Staff Software Engineer, AI/ML Infrastructure, GPUs
2 days ago
- Bachelor's degree or equivalent practical experience.
- 8 years of experience in software development.
- 5 years of experience testing, and launching software products, and 3 years of experience with software design and architecture.
- 5 years of experience building and developing large-scale infrastructure, distributed systems or networks, or experience with compute technologies, storage, or hardware architecture.
- 5 years of experience with ML design and ML infrastructure (e.g., model deployment, model evaluation, data processing, debugging, fine tuning).
- Master's degree or PhD in Engineering, Computer Science, or a related technical field.
- 8 years of experience with data structures/algorithms.
- 3 years of experience in a technical leadership role leading project teams and setting technical direction.

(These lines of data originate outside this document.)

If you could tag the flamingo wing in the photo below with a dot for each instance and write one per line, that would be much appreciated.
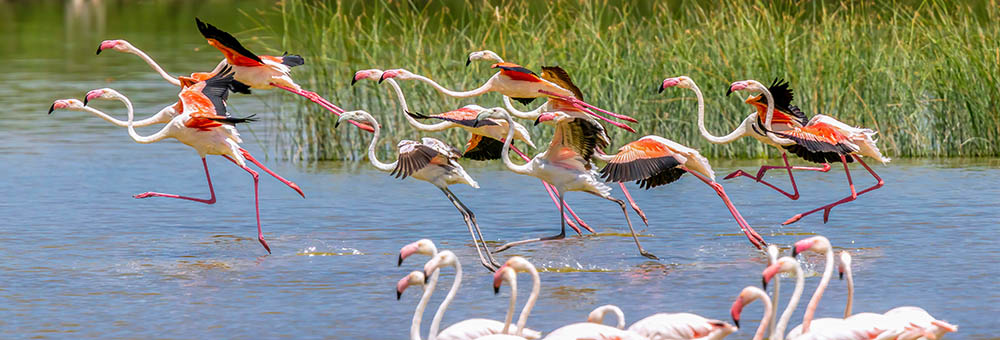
(646, 161)
(235, 53)
(482, 148)
(819, 142)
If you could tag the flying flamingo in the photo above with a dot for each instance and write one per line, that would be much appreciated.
(516, 82)
(485, 140)
(566, 165)
(822, 139)
(204, 126)
(597, 315)
(652, 161)
(747, 296)
(470, 328)
(508, 273)
(429, 160)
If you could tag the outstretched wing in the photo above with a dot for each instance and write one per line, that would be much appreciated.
(235, 53)
(646, 161)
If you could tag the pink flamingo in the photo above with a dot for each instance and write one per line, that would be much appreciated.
(566, 165)
(747, 296)
(822, 139)
(486, 138)
(432, 161)
(204, 126)
(476, 327)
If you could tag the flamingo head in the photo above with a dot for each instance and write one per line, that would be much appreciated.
(505, 273)
(483, 55)
(845, 263)
(398, 73)
(747, 296)
(818, 244)
(360, 116)
(783, 265)
(443, 259)
(105, 93)
(69, 104)
(422, 247)
(415, 278)
(118, 45)
(373, 74)
(682, 82)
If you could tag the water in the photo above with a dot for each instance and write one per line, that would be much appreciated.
(82, 259)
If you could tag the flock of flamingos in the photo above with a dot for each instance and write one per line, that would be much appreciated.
(200, 120)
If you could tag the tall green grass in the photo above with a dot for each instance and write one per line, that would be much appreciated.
(922, 73)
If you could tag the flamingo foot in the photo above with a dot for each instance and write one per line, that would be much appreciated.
(263, 243)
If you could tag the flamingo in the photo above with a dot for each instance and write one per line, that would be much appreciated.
(204, 126)
(469, 328)
(516, 82)
(485, 142)
(821, 139)
(565, 165)
(597, 315)
(263, 72)
(652, 161)
(508, 273)
(752, 126)
(749, 295)
(429, 160)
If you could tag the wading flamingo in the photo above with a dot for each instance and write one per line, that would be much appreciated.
(204, 126)
(652, 161)
(486, 138)
(508, 273)
(263, 72)
(429, 160)
(566, 165)
(823, 139)
(597, 315)
(469, 328)
(747, 296)
(516, 82)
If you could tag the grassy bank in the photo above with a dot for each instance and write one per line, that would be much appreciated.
(922, 73)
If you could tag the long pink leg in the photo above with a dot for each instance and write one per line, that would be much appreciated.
(256, 201)
(580, 102)
(751, 234)
(826, 208)
(290, 184)
(211, 200)
(760, 173)
(552, 195)
(316, 98)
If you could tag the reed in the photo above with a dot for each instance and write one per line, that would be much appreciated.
(922, 73)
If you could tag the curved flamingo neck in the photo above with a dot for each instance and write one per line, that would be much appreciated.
(533, 114)
(505, 152)
(156, 67)
(424, 299)
(734, 135)
(510, 308)
(415, 123)
(818, 294)
(457, 94)
(159, 135)
(436, 322)
(536, 287)
(779, 331)
(372, 157)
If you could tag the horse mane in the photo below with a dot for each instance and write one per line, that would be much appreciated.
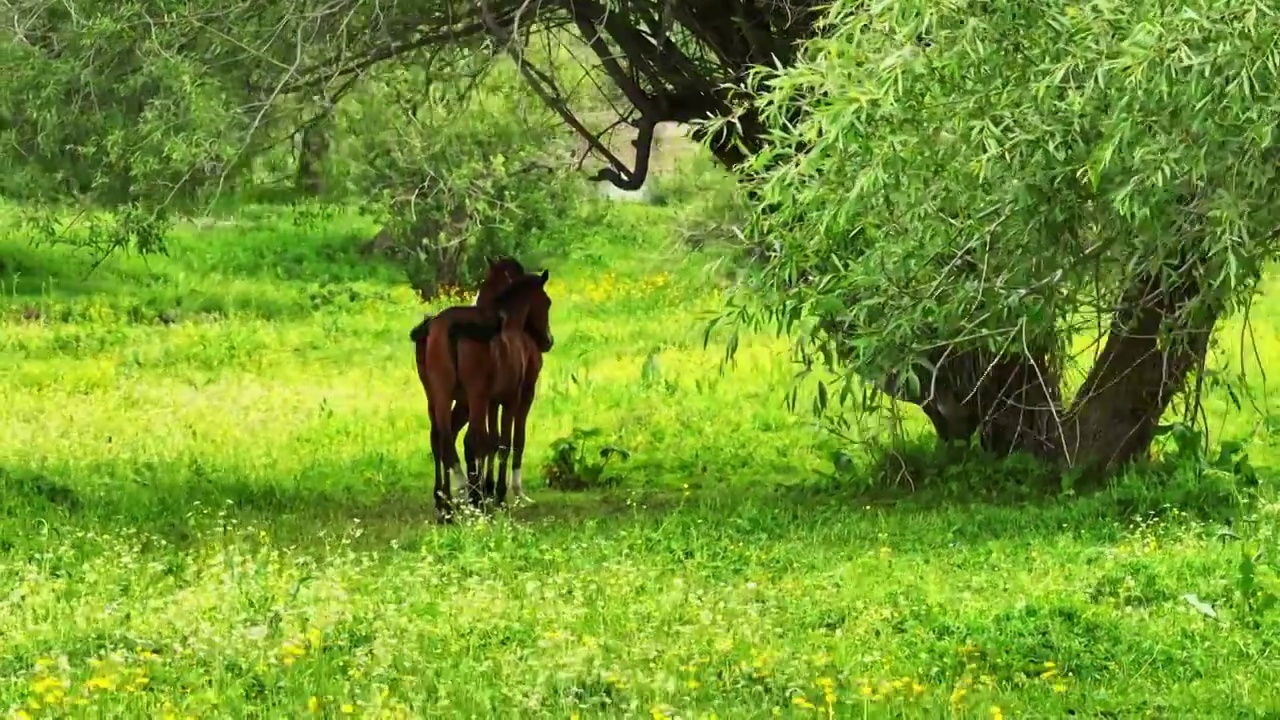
(517, 286)
(474, 329)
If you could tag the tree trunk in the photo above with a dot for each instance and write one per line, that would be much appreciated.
(1014, 401)
(1137, 374)
(312, 153)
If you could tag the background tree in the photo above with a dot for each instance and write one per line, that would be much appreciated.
(952, 191)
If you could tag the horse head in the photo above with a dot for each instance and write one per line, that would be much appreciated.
(525, 305)
(502, 272)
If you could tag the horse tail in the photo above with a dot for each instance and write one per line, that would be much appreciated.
(420, 331)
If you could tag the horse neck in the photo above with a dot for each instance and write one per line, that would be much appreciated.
(515, 319)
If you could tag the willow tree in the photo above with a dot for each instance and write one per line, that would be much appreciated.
(955, 190)
(969, 187)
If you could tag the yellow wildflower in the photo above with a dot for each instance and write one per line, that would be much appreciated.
(101, 683)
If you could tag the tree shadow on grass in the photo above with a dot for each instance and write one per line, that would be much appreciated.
(183, 502)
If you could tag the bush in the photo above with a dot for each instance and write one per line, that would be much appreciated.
(455, 180)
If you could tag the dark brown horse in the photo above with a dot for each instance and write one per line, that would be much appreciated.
(490, 356)
(502, 273)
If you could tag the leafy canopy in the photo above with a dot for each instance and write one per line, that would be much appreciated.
(986, 173)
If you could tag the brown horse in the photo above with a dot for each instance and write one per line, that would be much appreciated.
(502, 272)
(490, 356)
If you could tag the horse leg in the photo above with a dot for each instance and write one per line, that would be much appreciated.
(458, 420)
(489, 486)
(517, 445)
(504, 451)
(444, 456)
(478, 436)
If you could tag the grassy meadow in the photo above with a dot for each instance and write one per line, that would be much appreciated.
(216, 491)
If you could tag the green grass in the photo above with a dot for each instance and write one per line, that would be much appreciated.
(234, 505)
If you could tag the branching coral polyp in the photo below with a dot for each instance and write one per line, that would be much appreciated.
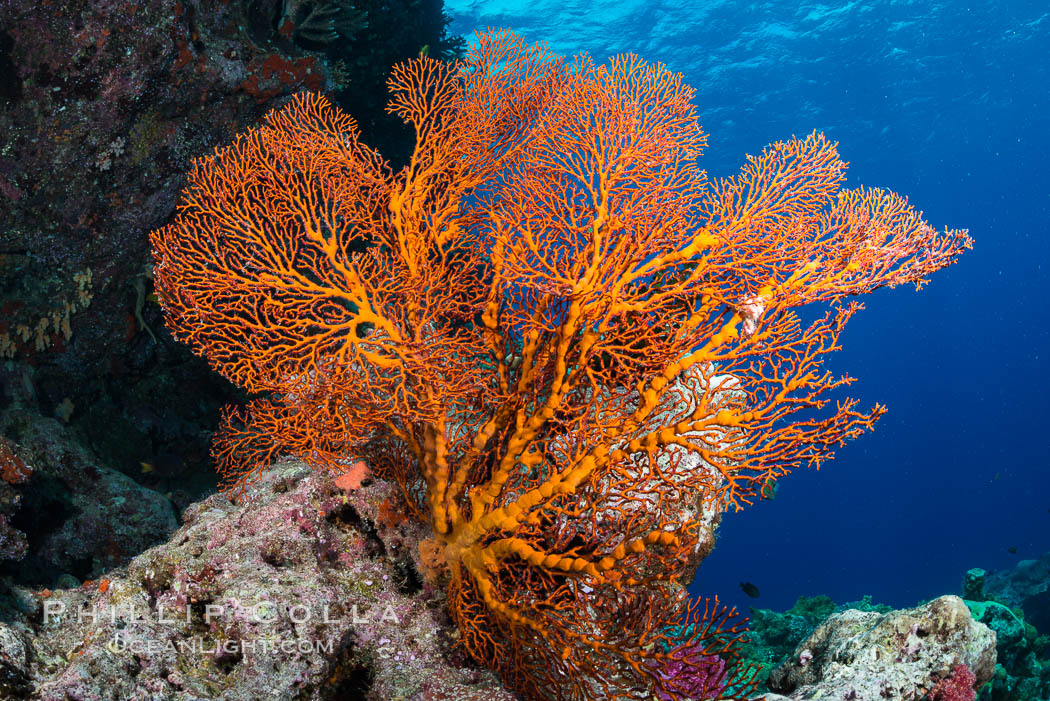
(568, 346)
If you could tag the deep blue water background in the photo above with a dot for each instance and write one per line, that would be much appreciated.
(944, 102)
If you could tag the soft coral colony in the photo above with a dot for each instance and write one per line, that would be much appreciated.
(567, 345)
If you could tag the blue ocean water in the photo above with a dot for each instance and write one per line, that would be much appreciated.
(948, 104)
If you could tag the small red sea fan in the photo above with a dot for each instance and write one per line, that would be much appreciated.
(690, 674)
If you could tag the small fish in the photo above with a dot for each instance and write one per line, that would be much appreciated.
(769, 490)
(750, 590)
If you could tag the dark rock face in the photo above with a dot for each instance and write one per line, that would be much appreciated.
(79, 516)
(103, 106)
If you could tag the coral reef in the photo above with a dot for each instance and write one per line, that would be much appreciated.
(1014, 603)
(528, 327)
(306, 591)
(81, 516)
(901, 654)
(103, 106)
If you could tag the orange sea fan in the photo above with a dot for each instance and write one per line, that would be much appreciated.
(569, 347)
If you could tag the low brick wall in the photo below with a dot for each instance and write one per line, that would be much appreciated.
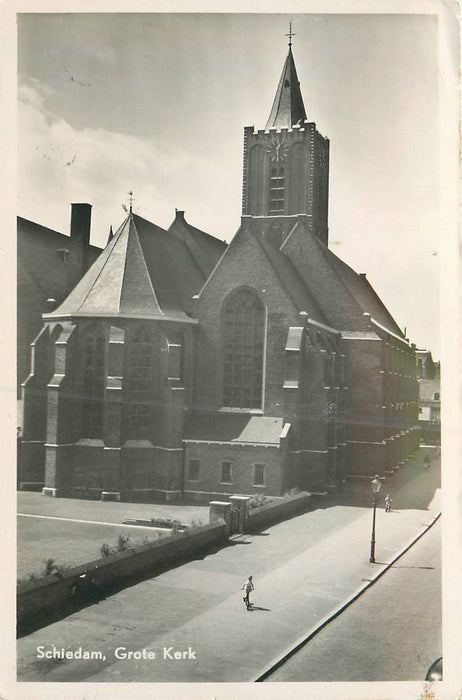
(285, 507)
(39, 602)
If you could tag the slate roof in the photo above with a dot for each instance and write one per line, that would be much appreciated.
(233, 427)
(428, 388)
(361, 290)
(292, 281)
(288, 108)
(143, 272)
(205, 249)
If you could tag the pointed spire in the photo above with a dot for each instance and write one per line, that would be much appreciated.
(288, 108)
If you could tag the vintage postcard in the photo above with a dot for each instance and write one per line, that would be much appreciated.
(237, 350)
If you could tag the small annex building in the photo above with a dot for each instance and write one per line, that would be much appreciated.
(182, 367)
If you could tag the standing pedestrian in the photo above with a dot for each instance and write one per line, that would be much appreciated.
(247, 588)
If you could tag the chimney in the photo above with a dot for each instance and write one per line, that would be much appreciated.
(80, 242)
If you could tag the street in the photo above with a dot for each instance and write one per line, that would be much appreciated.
(304, 569)
(392, 631)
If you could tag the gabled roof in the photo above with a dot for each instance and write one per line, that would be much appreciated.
(288, 108)
(361, 290)
(233, 427)
(292, 281)
(143, 272)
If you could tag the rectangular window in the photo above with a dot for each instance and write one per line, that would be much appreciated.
(226, 473)
(193, 472)
(259, 475)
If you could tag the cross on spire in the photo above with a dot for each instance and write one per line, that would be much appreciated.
(290, 34)
(130, 199)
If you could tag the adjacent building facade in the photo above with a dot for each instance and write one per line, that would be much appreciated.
(180, 367)
(429, 380)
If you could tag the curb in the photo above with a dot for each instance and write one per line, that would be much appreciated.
(301, 641)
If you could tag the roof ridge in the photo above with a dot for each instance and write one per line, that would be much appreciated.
(137, 238)
(111, 245)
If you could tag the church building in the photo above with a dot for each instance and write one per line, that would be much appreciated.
(182, 367)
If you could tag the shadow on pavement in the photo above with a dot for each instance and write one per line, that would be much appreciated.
(412, 487)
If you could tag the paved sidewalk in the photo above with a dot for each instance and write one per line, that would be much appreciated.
(304, 568)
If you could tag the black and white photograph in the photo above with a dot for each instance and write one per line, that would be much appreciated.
(237, 348)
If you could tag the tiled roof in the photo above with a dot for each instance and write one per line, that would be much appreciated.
(142, 272)
(428, 388)
(288, 108)
(233, 427)
(292, 281)
(205, 249)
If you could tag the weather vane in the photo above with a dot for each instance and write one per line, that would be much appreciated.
(290, 34)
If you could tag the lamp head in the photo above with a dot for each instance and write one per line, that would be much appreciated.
(376, 484)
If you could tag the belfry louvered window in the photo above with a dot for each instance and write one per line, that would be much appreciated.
(277, 190)
(138, 385)
(243, 331)
(93, 384)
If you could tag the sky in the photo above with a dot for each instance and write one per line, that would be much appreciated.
(156, 103)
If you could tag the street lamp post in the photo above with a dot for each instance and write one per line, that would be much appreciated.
(376, 485)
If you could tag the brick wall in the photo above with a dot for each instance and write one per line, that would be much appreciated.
(39, 601)
(245, 264)
(243, 459)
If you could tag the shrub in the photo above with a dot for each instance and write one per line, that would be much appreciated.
(258, 500)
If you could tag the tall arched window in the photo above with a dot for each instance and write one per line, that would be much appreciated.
(277, 190)
(138, 385)
(243, 335)
(93, 383)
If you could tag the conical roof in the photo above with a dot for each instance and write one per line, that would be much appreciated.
(288, 108)
(143, 273)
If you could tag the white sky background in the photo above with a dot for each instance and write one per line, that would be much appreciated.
(157, 103)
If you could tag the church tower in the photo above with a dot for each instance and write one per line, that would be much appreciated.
(286, 165)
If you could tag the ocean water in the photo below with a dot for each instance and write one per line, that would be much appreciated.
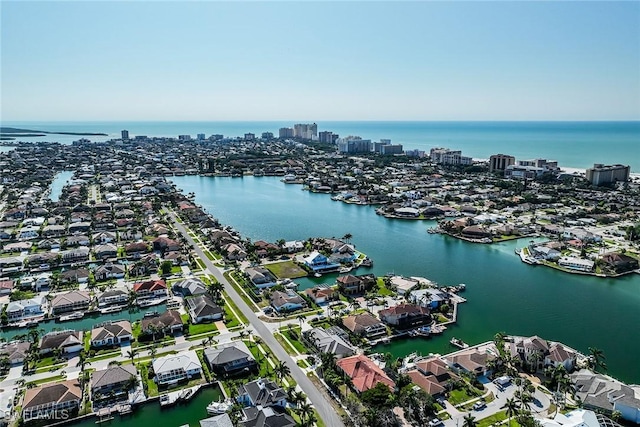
(572, 144)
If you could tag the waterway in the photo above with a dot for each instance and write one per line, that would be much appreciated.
(150, 414)
(58, 184)
(503, 293)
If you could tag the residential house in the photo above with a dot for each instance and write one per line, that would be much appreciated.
(105, 251)
(321, 295)
(189, 287)
(473, 360)
(45, 401)
(351, 285)
(113, 297)
(67, 341)
(70, 301)
(266, 417)
(287, 301)
(173, 368)
(365, 324)
(605, 394)
(326, 342)
(25, 309)
(202, 308)
(150, 289)
(168, 322)
(115, 379)
(260, 277)
(405, 315)
(262, 392)
(111, 333)
(230, 359)
(16, 351)
(364, 373)
(109, 271)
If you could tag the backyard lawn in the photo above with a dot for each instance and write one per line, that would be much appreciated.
(286, 270)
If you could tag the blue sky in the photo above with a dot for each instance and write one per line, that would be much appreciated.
(320, 60)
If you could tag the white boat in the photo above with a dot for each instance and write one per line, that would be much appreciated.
(72, 316)
(215, 408)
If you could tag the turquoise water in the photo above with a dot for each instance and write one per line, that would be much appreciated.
(504, 294)
(151, 415)
(58, 183)
(572, 144)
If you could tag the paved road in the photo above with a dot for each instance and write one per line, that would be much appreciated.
(318, 400)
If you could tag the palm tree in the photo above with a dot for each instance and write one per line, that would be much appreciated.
(512, 408)
(470, 421)
(596, 359)
(131, 354)
(281, 370)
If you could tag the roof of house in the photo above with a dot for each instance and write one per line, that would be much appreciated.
(59, 392)
(112, 375)
(165, 320)
(429, 383)
(72, 297)
(111, 330)
(149, 285)
(186, 360)
(203, 305)
(60, 339)
(227, 353)
(263, 392)
(364, 373)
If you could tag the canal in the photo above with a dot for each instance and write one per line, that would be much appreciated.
(503, 293)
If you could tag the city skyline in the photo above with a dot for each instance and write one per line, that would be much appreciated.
(328, 61)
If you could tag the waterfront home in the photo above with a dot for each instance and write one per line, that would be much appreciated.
(70, 301)
(67, 341)
(25, 309)
(351, 285)
(321, 295)
(230, 359)
(107, 250)
(10, 265)
(619, 262)
(47, 401)
(109, 271)
(405, 315)
(365, 324)
(260, 277)
(472, 360)
(364, 373)
(403, 285)
(168, 322)
(172, 368)
(262, 392)
(324, 341)
(115, 379)
(202, 308)
(150, 289)
(74, 275)
(189, 287)
(111, 333)
(605, 394)
(6, 286)
(578, 264)
(287, 301)
(113, 297)
(234, 252)
(266, 417)
(16, 351)
(319, 263)
(429, 297)
(80, 254)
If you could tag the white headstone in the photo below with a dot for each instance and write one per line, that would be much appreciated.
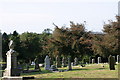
(99, 60)
(93, 61)
(69, 64)
(47, 63)
(118, 58)
(119, 8)
(11, 69)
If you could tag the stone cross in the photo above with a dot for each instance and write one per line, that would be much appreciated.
(99, 60)
(11, 69)
(47, 63)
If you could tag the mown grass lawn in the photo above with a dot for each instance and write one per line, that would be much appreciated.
(90, 71)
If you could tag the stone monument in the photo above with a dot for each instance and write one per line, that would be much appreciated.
(11, 69)
(47, 63)
(69, 63)
(93, 61)
(99, 60)
(63, 62)
(118, 58)
(76, 61)
(119, 8)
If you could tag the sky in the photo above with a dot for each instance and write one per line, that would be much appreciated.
(37, 15)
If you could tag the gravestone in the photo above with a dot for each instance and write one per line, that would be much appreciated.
(58, 63)
(53, 68)
(99, 60)
(47, 63)
(111, 61)
(76, 61)
(90, 60)
(69, 63)
(11, 69)
(118, 58)
(63, 62)
(37, 67)
(93, 61)
(119, 8)
(0, 53)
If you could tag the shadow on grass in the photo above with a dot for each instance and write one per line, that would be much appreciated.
(79, 69)
(34, 73)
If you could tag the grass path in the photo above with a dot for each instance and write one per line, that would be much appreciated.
(90, 71)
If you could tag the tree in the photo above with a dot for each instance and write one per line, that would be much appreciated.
(30, 46)
(5, 42)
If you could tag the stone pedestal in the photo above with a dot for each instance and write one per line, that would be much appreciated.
(93, 61)
(69, 64)
(76, 61)
(99, 60)
(63, 62)
(11, 69)
(118, 58)
(47, 63)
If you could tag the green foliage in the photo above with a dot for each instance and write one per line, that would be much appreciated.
(111, 60)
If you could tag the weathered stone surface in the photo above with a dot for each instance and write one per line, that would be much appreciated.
(76, 61)
(111, 61)
(99, 60)
(93, 61)
(118, 58)
(69, 63)
(47, 63)
(53, 68)
(12, 68)
(64, 62)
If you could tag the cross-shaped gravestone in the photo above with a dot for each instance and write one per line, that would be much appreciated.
(12, 69)
(119, 8)
(47, 63)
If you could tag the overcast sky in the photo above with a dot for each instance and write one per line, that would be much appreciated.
(37, 15)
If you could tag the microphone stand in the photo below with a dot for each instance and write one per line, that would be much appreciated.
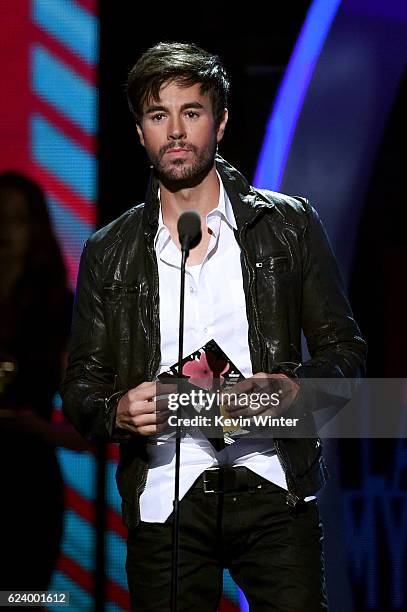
(175, 529)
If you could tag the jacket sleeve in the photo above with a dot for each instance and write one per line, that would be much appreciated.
(334, 340)
(336, 347)
(88, 390)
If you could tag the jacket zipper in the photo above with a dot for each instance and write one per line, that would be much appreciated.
(153, 347)
(292, 498)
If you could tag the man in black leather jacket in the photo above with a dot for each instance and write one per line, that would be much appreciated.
(291, 283)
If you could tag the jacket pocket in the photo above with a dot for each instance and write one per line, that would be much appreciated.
(275, 264)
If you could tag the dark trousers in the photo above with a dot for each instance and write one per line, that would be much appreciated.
(273, 552)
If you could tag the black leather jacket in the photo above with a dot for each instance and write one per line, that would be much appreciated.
(291, 282)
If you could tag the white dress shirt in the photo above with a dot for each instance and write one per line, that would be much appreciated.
(215, 307)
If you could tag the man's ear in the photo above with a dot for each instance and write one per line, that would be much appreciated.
(222, 126)
(140, 134)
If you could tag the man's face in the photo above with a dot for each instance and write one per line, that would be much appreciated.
(179, 133)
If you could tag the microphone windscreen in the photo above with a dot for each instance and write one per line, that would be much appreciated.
(189, 226)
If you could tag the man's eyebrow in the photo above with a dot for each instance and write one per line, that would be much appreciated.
(154, 108)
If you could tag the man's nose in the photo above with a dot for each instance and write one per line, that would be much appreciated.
(176, 130)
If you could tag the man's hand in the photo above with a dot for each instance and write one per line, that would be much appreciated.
(139, 412)
(261, 385)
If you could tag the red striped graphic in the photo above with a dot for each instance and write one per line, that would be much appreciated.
(65, 125)
(81, 207)
(83, 68)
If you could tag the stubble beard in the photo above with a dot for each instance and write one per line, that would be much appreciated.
(181, 173)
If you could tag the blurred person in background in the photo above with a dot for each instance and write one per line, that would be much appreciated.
(35, 314)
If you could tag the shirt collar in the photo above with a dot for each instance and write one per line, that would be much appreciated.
(224, 210)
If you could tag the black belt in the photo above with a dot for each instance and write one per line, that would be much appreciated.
(228, 479)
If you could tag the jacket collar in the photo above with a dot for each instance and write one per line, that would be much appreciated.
(246, 201)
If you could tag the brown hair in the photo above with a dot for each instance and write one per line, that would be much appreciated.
(184, 63)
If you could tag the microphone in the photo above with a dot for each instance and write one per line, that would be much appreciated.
(189, 230)
(189, 234)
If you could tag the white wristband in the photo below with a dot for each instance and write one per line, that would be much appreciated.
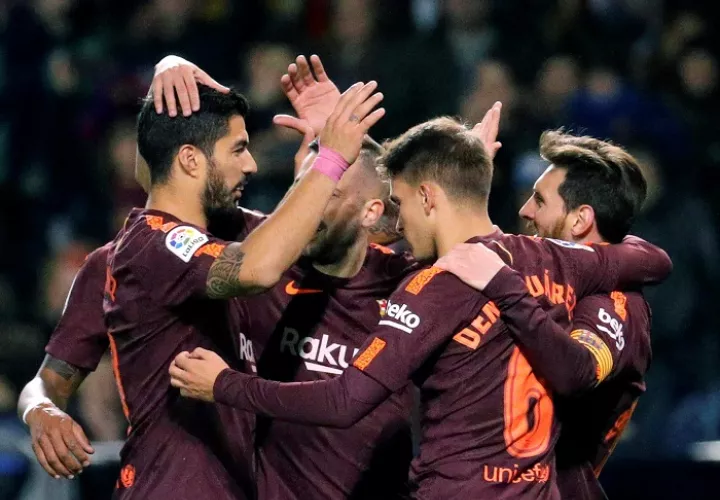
(34, 403)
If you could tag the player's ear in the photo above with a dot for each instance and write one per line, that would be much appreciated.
(142, 171)
(427, 197)
(191, 160)
(584, 221)
(372, 212)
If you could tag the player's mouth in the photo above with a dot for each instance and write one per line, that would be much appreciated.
(238, 190)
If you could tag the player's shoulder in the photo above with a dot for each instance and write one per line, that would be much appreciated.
(520, 241)
(618, 309)
(154, 234)
(252, 218)
(435, 284)
(98, 257)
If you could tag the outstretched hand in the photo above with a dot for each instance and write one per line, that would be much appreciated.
(474, 263)
(175, 74)
(194, 373)
(313, 97)
(351, 119)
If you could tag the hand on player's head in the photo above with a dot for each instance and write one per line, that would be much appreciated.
(488, 128)
(474, 263)
(312, 97)
(173, 75)
(353, 116)
(304, 128)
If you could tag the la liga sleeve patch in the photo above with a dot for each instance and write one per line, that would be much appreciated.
(184, 241)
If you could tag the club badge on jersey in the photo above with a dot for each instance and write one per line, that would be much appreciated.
(184, 241)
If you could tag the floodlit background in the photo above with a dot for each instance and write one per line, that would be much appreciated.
(643, 73)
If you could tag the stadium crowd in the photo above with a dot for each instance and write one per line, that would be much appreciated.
(643, 74)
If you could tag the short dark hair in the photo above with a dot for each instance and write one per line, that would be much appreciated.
(600, 174)
(442, 150)
(160, 136)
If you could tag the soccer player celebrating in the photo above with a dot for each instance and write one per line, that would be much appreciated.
(488, 425)
(590, 193)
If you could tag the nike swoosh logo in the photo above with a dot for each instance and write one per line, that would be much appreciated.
(291, 289)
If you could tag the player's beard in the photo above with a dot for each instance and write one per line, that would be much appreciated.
(217, 199)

- 3 years of experience working in a complex, matrixed organization involving cross-functional, or cross-business projects
- Experience working with GPUs.
Google's software engineers develop the next-generation technologies that change how billions of users connect, explore, and interact with information and one another. Our products need to handle information at massive scale, and extend well beyond web search. We're looking for engineers who bring fresh ideas from all areas, including information retrieval, distributed computing, large-scale system design, networking and data storage, security, artificial intelligence, natural language processing, UI design and mobile; the list goes on and is growing every day. As a software engineer, you will work on a specific project critical to Google's needs with opportunities to switch teams and projects as you and our fast-paced business grow and evolve. We need our engineers to be versatile, display leadership qualities and be enthusiastic to take on new problems across the full-stack as we continue to push technology forward.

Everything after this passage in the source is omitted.